Revisiting Opening Day Win-Loss Statistics

baseball

code

Revisiting Opening Day win-loss statistics with new data and new methods

Author

Matthew Spence

Published

March 4, 2023

I wanted to revisit my earlier post about opening day win-loss statistics to update the numbers with eight additional years of data and also to fix the a few issues that I didn’t have the skills to address back in 2015.

First, my old script had separate entries for the two teams that renamed themselves during the period — the Los Angeles (California) Angels and the Miami (Florida) Marlins. I wanted those combined, no question. I also wondered about what to do with a franchise that renamed itself and moved. Should the Expos and the Nationals really get combined into a single franchise record?

My first attempts to fix the former and keep the Nats/Expos apart were unsuccessful.
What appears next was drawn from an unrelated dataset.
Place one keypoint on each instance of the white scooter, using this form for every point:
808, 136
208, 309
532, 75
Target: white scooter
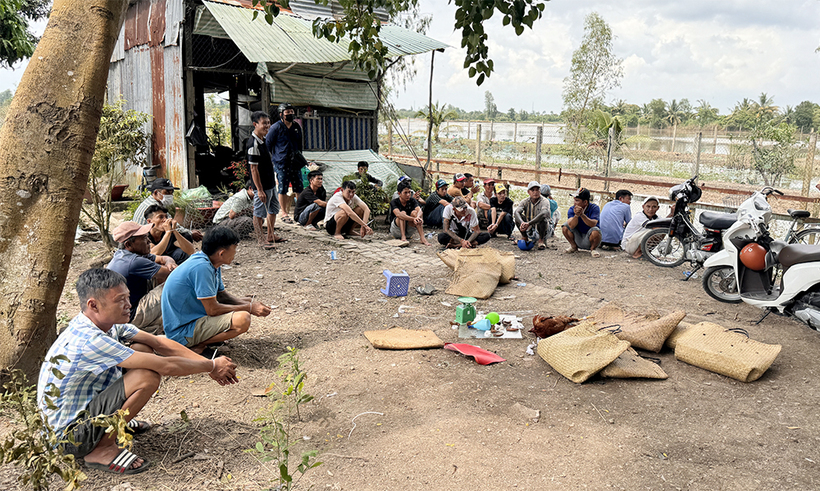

I combined the renamed teams by creating the win-loss records by team_id (as before), but then merging those with the historical franchise ID (hist_franchise_id, as before) and bringing over the current_team_id as well.

Code

import os, requests, zipfile, io
from IPython.display import HTML, Markdown
#from itables import show
import pandas as pd

DATADIR = os.path.join(os.getenv("MY_PROJECT_DIR"), "data", "gl")
YEARSTART, YEAREND = 1980, 2022 # will add +1 to YEAREND for range()
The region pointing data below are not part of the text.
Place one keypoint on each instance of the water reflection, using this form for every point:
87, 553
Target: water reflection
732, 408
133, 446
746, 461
if not os.path.exists(DATADIR):
    os.makedirs(DATADIR)

if not os.path.exists(os.path.join(DATADIR,"CurrentNames.csv")):
    r = requests.get("https://www.retrosheet.org/CurrentNames.csv")
    with open(os.path.join(DATADIR,"CurrentNames.csv"),"w") as f:
        f.write("current_team_id,hist_franchise_id,league,division,location,nickname,alt_nickname,first_used,last_used,city,state\n")
        f.write(r.text)

for year in range(YEARSTART,YEAREND+1): 
    if not os.path.exists(os.path.join(DATADIR,f"gl{year}.txt")):
        zip_file_url = f"https://www.retrosheet.org/gamelogs/gl{year}.zip"
        r = requests.get(zip_file_url)
        z = zipfile.ZipFile(io.BytesIO(r.content))
        z.extractall(path=DATADIR)

fields = ['date','visit_team_id','visit_team_league','visit_game_number','home_team_id','home_team_league','home_game_number','visit_final_score','home_final_score']
cols = [0,3,4,5,6,7,8,9,10]

def assign_outcome(row):
    if row.final_score>row.opponent_final_score:
        return 'W'
    elif row.final_score<row.opponent_final_score:
        return 'L'
    else:
        return 'T' # 2000's opening of Reds vs Brewers ended in an official tie

def read_in_data(year):
    dat = pd.read_csv(f"{DATADIR}/gl{year}.txt", header=None,names=fields, usecols=cols, parse_dates=['date'])
    v = dat.loc[dat.visit_game_number==1,].rename(columns=lambda x: x.replace('visit_','')).rename(columns=lambda x: x.replace('home_','opponent_'))
    h = dat.loc[dat.home_game_number==1,].rename(columns=lambda x: x.replace('home_','')).rename(columns=lambda x: x.replace('visit_','opponent_'))
    games = pd.concat([v,h], ignore_index=True)
    games['outcome'] = games.apply(assign_outcome,axis=1)
    games['season'] = year
    return games

teamnames = pd.read_csv(os.path.join(DATADIR,'CurrentNames.csv'), parse_dates=['first_used','last_used']) 

dflist = []
for year in range(YEARSTART,YEAREND+1):
    g = read_in_data(year)
    dflist.append(g)
    # df = pd.concat([df,g], ignore_index=True)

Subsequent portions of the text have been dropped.